The four US nuclear power plants being built this century are in trouble because of skyrocketing costs. Two in South Carolina were abandoned after construction costs spiraled out-of-control to $9 billion; the two Vogtle plants in Georgia are a $35 billion fiasco. For the first time since 1954 no new large, nuclear plants are being built in the United States. The hyped miracle tech that would save the industry, small modular reactors (SMRs), are already too costly to compete with alternative energy, and the first development [illustration: NuScale mock up] is over budget and behind schedule. NuScale's SMR lacks utility buyers due to cost concerns. There are no large reactors being built in the US since 1954, the beginning of commercial nuclear power in this country. If Diablo Canyon in California is allowed to continue operating past its expiration date, its electricity would be $8-12 billion over market price through 2030.
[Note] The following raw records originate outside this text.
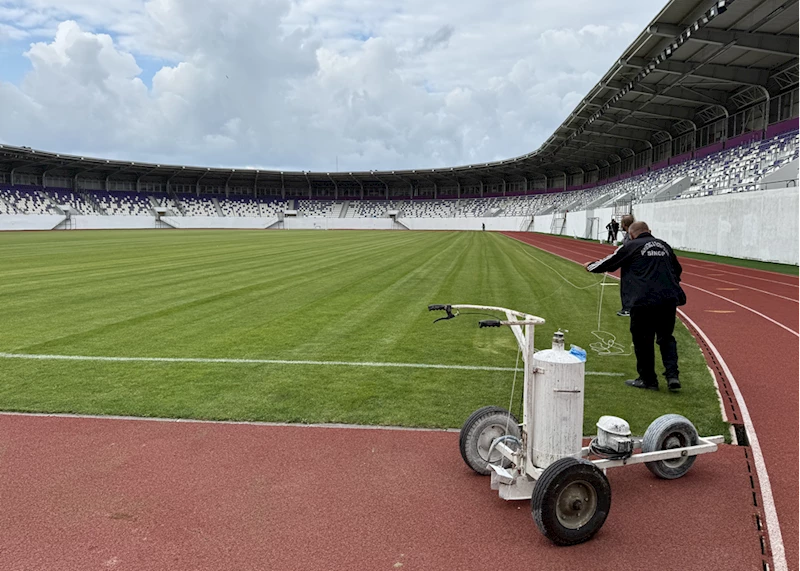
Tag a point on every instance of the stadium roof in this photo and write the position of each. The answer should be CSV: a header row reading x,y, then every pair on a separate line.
x,y
697,61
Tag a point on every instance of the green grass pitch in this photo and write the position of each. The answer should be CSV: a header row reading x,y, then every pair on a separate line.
x,y
314,295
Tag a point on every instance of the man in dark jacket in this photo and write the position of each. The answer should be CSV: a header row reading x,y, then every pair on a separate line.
x,y
652,276
625,223
613,228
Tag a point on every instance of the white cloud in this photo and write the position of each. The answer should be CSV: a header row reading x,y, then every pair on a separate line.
x,y
294,84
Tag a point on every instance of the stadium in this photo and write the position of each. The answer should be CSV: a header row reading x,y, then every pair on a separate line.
x,y
302,406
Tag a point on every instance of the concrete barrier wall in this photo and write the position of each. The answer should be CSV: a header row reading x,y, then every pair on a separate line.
x,y
220,222
319,223
759,225
30,221
500,223
112,222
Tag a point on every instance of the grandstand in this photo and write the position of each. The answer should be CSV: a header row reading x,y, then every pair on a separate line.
x,y
704,102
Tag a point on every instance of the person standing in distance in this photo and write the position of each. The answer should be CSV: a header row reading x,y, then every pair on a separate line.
x,y
611,234
652,279
625,223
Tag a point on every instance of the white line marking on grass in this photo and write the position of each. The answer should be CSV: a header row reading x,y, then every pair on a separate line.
x,y
770,512
32,356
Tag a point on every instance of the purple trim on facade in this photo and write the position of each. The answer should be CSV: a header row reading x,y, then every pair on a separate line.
x,y
659,165
708,150
792,124
742,139
678,159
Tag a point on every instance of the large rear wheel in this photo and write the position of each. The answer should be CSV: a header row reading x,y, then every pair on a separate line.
x,y
570,501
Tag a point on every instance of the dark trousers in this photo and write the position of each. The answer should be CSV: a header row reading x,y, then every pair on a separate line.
x,y
646,323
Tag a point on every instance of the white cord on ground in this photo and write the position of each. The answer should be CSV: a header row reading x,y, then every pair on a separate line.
x,y
600,304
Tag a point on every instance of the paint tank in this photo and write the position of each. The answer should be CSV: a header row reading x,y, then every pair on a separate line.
x,y
558,389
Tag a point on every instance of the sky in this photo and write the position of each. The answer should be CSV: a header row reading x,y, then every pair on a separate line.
x,y
303,84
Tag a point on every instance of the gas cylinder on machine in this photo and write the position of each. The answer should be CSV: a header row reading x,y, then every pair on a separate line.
x,y
555,404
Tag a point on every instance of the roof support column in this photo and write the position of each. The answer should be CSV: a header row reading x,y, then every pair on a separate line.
x,y
309,184
227,181
197,183
335,188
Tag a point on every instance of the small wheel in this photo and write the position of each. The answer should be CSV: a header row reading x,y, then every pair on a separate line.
x,y
570,501
666,432
478,433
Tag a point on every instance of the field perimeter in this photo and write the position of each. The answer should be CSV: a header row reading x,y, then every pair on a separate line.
x,y
355,297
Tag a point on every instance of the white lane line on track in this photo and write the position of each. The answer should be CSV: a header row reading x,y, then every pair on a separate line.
x,y
781,325
770,512
38,357
232,422
738,284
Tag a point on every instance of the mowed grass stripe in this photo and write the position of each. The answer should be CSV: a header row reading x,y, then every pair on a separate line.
x,y
299,296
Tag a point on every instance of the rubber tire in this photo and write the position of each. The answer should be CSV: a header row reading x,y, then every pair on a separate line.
x,y
476,423
471,419
551,483
655,438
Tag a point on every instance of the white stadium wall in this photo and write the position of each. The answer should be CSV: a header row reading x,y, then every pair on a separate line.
x,y
497,224
320,223
30,222
760,225
113,222
220,222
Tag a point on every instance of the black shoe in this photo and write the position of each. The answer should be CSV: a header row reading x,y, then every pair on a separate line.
x,y
640,384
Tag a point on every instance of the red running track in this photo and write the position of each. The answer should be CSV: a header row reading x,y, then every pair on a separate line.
x,y
753,319
142,495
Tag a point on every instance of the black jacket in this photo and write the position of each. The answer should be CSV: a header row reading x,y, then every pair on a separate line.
x,y
651,273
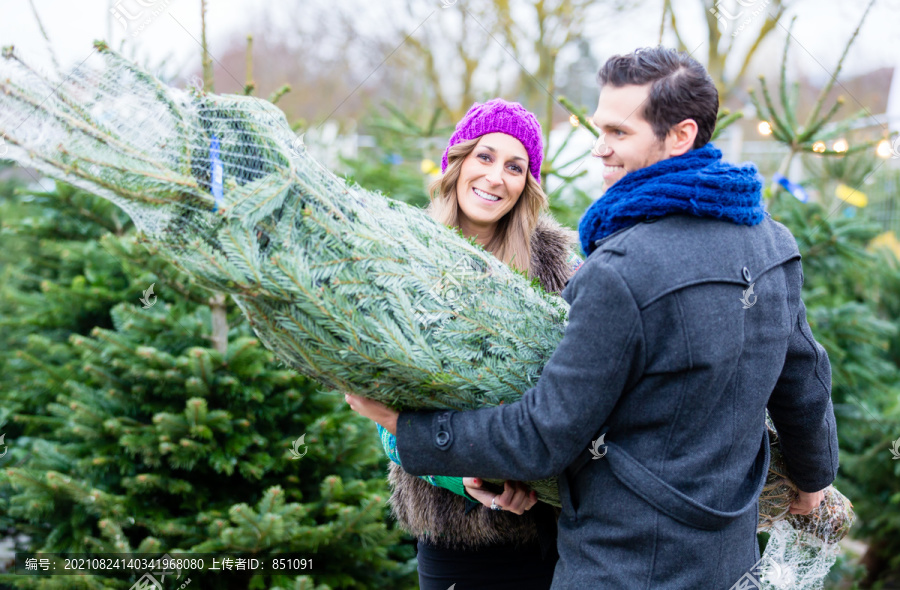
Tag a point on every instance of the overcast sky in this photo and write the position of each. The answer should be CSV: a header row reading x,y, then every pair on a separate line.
x,y
821,31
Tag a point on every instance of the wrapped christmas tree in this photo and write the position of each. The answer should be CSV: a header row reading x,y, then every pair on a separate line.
x,y
359,292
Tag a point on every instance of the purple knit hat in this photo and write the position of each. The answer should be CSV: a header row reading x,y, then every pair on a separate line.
x,y
497,115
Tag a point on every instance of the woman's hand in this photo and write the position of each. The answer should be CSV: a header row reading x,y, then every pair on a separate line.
x,y
516,497
806,502
374,411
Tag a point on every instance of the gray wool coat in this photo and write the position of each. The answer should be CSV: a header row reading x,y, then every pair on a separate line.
x,y
673,358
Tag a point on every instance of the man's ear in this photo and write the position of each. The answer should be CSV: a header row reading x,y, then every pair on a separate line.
x,y
681,136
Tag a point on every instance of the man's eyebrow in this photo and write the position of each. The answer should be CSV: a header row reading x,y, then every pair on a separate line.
x,y
621,125
487,147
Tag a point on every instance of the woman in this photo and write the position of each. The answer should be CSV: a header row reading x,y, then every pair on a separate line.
x,y
490,190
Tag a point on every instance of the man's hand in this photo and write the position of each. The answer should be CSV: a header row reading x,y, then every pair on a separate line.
x,y
806,502
374,411
516,497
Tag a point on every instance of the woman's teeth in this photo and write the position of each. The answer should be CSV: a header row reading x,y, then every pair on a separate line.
x,y
485,196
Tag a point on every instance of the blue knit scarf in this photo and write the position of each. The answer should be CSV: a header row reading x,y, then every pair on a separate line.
x,y
696,183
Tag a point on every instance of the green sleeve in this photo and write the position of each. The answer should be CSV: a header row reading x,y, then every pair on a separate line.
x,y
454,484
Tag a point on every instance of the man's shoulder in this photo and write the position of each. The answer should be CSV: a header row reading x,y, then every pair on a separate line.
x,y
659,255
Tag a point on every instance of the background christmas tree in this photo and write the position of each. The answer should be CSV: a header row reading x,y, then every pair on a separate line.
x,y
129,431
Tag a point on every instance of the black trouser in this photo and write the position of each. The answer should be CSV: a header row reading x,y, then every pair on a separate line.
x,y
496,567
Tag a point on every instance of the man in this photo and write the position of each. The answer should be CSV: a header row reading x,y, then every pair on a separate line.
x,y
685,324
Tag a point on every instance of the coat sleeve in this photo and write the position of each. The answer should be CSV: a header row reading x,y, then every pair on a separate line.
x,y
801,409
454,484
541,434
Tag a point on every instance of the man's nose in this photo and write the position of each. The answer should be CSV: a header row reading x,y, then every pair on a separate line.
x,y
600,148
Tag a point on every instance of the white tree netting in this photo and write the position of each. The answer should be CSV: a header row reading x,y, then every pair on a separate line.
x,y
355,290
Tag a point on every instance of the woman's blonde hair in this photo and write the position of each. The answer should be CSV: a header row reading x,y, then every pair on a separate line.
x,y
511,242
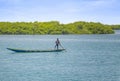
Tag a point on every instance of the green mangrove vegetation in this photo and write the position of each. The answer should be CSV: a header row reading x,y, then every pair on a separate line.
x,y
54,27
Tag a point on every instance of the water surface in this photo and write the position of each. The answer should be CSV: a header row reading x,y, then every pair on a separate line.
x,y
87,58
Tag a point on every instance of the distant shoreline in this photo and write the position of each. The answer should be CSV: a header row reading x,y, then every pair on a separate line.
x,y
55,28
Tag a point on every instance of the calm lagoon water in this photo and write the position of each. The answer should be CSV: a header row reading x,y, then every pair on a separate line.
x,y
87,58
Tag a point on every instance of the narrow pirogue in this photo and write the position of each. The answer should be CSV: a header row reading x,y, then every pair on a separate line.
x,y
24,50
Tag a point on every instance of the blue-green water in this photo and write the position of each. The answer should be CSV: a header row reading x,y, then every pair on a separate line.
x,y
87,58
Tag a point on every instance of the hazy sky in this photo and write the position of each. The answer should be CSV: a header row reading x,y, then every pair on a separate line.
x,y
65,11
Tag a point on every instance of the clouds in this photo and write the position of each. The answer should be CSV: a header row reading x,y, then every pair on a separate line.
x,y
61,10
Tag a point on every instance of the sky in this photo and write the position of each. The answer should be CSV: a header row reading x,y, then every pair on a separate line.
x,y
64,11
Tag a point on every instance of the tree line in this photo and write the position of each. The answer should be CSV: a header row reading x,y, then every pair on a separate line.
x,y
54,27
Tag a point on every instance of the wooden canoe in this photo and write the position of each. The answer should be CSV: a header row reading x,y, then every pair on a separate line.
x,y
24,50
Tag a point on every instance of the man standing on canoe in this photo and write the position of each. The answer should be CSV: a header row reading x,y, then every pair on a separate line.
x,y
57,44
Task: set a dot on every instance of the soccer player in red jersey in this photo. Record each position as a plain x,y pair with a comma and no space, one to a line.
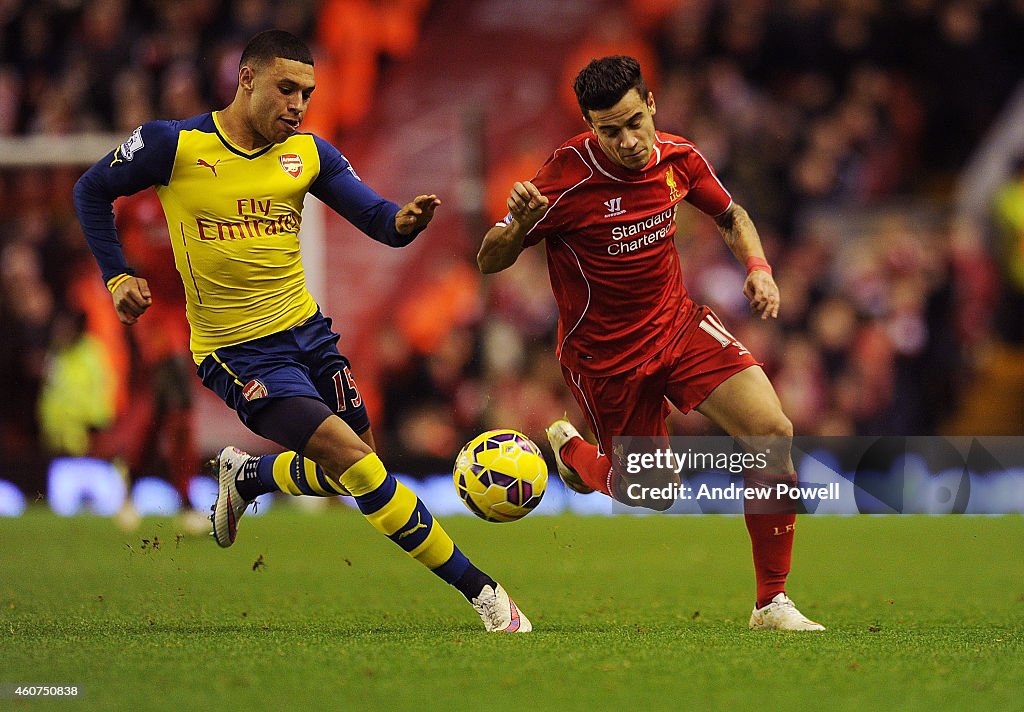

This situation did not stop Congress, which seems enthralled by passing legislation with acronymic titles regardless of merit. Only two senators voted against this bill, Bernie Sanders (D-VT) and Ed Markey (D-MA). The Accelerated Deployment of Versatile, Advanced Nuclear for Clean Energy will relax the regulation process for licensing new reactors, allow foreign ownership in the US, and reduce licensing fees. Nuclear opponents see the legislation as the biggest push in thirty-five years on behalf of an industry that has failed to materialize its promise to generate electricity "too cheap to meter". Industry propaganda attempts to portray nuclear power as the answer to the climate crisis. The industry is neither clean nor without negative environmental impacts. The US has yet to solve the problem of highly radioactive waste disposal. The 90 page bill was inserted into a must-pass wildfire grants bill of three pages--typical behavior for nuclear power hucksters in Congress, like Shelly Capito (R-WV), ranking member of the Senate Environment and Public Works committee.
A spokesperson for the Union of Concerned Scientists said, “Passage of this legislation will only increase the danger to people already living downwind of nuclear facilities from a severe accident or terrorist attack, and it will make it even more difficult for communities to prevent risky, experimental reactors from being sited in their midst...This is not about making the reactor licensing process more efficient, but about weakening safety and security oversight across the board, a longstanding industry goal. The change to the NRC’s mission effectively directs the agency to enforce only the bare minimum level of regulation at every facility it oversees across the United States.”
In US Person's opinion, the only miracle associated with commercial nuclear power in the US is that only one reactor, Three Mile Island, has melted down in a half century of operation.